Synthetic anti-miRNA oligonucleotides (AMOs), locked nucleic acid (LNA)-anti-miRNAs, and miRNA sponges have been used for miRNA tehrapeutics [3, 55]. While these nucleic acid classes improve miRNA stability and regulation, they poorly penetrate the BBB. Viral and non-viral delivery methods have been used to address the challenges in miRNA therapeutic delivery (i.e. stability in blood and crossing the BBB). Using viruses to deliver anti-oncogenic miRNAs or specific tumor suppressor miRNAs shows potential for therapeutic use [56]. Additionally, non-viral delivery methods using liposomes in the form of neutral lipid emulsion through the Trojan Horse Liposome (THL) system, nanoparticles, microspheres, and hydrogels are advantageous as stable formulations [57, 58]. While non-viral delivery mechanisms have lower toxicity, viral delivery mechanisms have higher delivery efficiency [37]. The use of pharmacological agents like Resveratrol and Longevinex to alter miRNA levels has also been tested [59]. While these agents have reduced miRNA specificity, they offer an alternative miRNA targeting strategy compared to nucleic acid methodologies. These nucleic acid therapeutic mechanisms, delivery approaches, and pharmacologic methodologies are shown in Fig. 3.

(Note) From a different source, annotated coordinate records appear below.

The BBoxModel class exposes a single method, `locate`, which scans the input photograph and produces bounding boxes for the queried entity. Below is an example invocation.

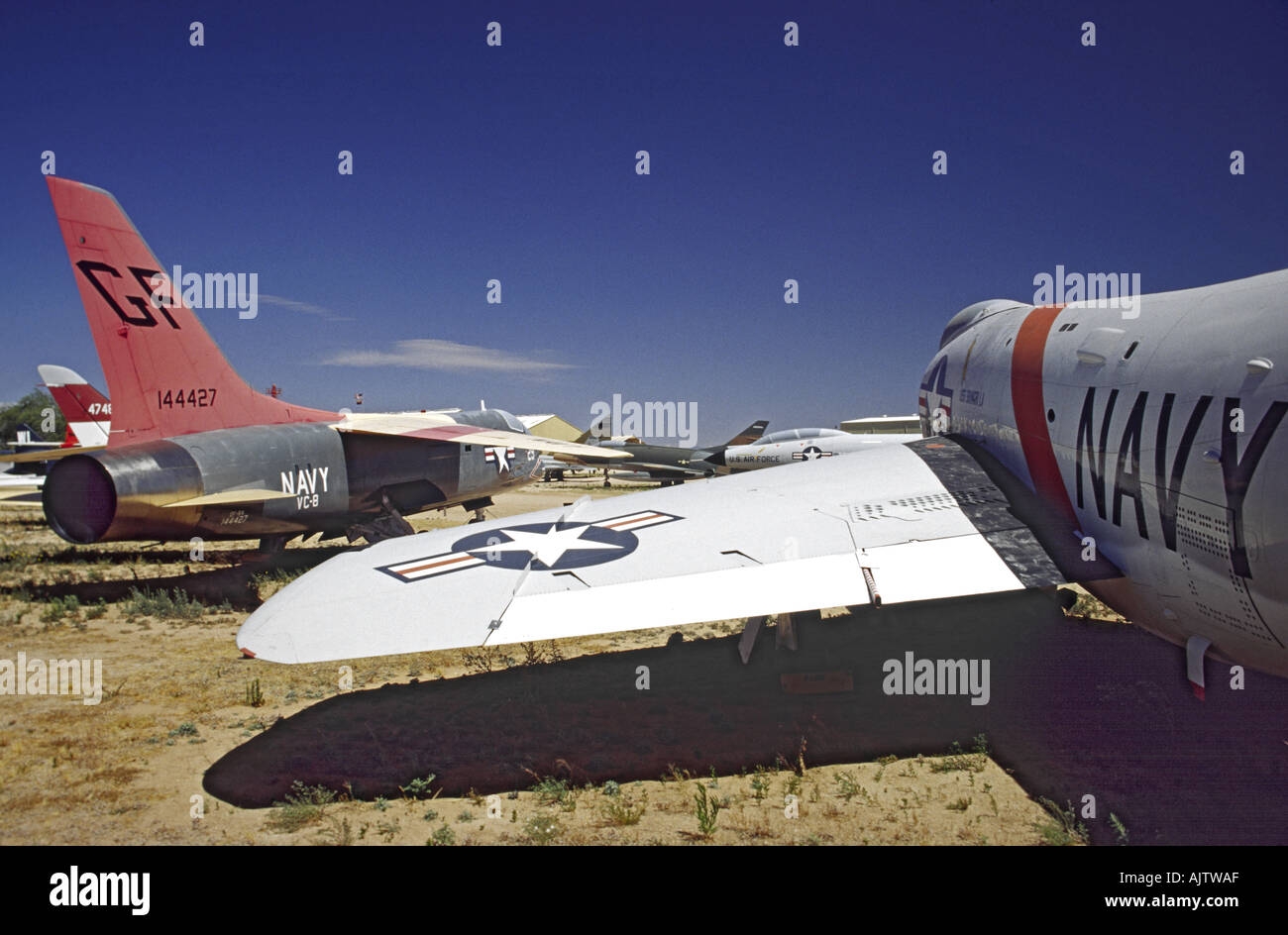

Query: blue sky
[0,0,1288,442]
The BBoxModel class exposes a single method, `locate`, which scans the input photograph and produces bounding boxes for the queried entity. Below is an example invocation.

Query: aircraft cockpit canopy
[939,299,1024,351]
[756,429,849,445]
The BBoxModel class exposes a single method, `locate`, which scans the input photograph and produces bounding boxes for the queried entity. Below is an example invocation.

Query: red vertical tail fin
[47,175,339,446]
[36,364,112,448]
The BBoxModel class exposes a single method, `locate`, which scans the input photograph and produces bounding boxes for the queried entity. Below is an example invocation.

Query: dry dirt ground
[0,481,1079,845]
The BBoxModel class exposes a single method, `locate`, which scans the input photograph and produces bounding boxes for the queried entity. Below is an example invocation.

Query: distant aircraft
[16,175,625,553]
[707,429,921,471]
[0,422,58,505]
[555,419,769,487]
[239,269,1288,695]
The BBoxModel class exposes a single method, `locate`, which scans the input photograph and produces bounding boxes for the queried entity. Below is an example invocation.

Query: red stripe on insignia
[604,513,661,529]
[396,555,474,574]
[1012,305,1074,522]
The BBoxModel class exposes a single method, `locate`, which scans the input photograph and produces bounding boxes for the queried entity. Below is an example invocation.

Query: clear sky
[0,0,1288,442]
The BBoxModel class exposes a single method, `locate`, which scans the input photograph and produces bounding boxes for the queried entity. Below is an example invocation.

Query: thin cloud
[259,292,355,322]
[322,338,577,374]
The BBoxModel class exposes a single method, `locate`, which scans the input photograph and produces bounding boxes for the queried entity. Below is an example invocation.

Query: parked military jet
[22,176,626,552]
[707,429,921,471]
[239,270,1288,693]
[555,419,769,487]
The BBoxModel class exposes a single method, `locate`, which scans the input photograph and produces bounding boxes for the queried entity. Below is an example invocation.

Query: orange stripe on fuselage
[1012,305,1076,522]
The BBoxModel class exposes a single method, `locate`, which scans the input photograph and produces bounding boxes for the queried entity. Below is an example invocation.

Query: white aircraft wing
[237,439,1117,662]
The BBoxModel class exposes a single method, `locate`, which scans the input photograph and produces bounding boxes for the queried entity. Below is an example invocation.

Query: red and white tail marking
[36,364,112,448]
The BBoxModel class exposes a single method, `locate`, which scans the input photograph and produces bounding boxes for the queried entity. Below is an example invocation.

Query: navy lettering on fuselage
[1074,386,1288,578]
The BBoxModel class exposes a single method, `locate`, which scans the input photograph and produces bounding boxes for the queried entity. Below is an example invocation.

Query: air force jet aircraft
[239,270,1288,691]
[557,419,769,487]
[32,176,626,552]
[707,429,921,471]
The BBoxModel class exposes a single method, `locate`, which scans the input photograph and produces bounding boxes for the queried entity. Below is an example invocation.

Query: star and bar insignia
[376,510,683,583]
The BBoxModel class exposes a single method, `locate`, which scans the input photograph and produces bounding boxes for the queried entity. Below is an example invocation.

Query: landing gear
[259,536,291,558]
[344,492,416,545]
[246,535,295,562]
[461,497,492,526]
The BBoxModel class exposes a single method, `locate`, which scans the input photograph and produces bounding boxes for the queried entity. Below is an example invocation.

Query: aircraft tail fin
[577,415,613,445]
[47,175,339,447]
[724,419,769,448]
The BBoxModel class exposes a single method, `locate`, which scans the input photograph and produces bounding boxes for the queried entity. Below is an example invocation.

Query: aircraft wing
[0,445,107,464]
[237,438,1118,662]
[335,413,630,459]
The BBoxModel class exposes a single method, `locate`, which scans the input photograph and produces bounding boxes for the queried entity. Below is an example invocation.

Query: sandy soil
[0,480,1077,845]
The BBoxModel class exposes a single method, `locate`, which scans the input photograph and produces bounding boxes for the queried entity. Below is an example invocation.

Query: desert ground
[0,480,1118,845]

A review by Jafri in 2017 identified miR-96, miR-182, miR-21, miR-181-3p, miR-503-3p, miR-135a/b, miR-155, and miR-520c as oncogenic miRNAs that may be targeted for inhibition. While miR-200, miR-655, miR-101, miR-205, miR-132, miR-21, miR-135b, miR-155, miR-182, miR10b, miR-148a, miR-215, miR-612, miR-191 and miR-192 have potential for miRNA replacement in anti-metastasis therapy [60]. Currently, only a few miRNAs have good evidence to support their use for therapy for metastasis from melanoma (miR-1258) and breast cancer (miR-33) [56]. Altogether, miRNA-based therapeutics that directly target BM are currently lacking.
Future directions
While there is a significant amount of work depicting the mechanisms of action for many miRNAs in BM, there are numerous dysregulated miRNAs for which no functional understanding exists. Further research is needed to fully elucidate how miRNAs strengthen primary cancer cells for metastatic spread, prime the brain microenvironment for metastatic seeding, and promote BM growth. A comprehensive understanding of the mechanisms and pathways underlying pro-metastatic miRNA dysregulation in primary tumor cells may uncover novel therapeutic targets for preventative treatment.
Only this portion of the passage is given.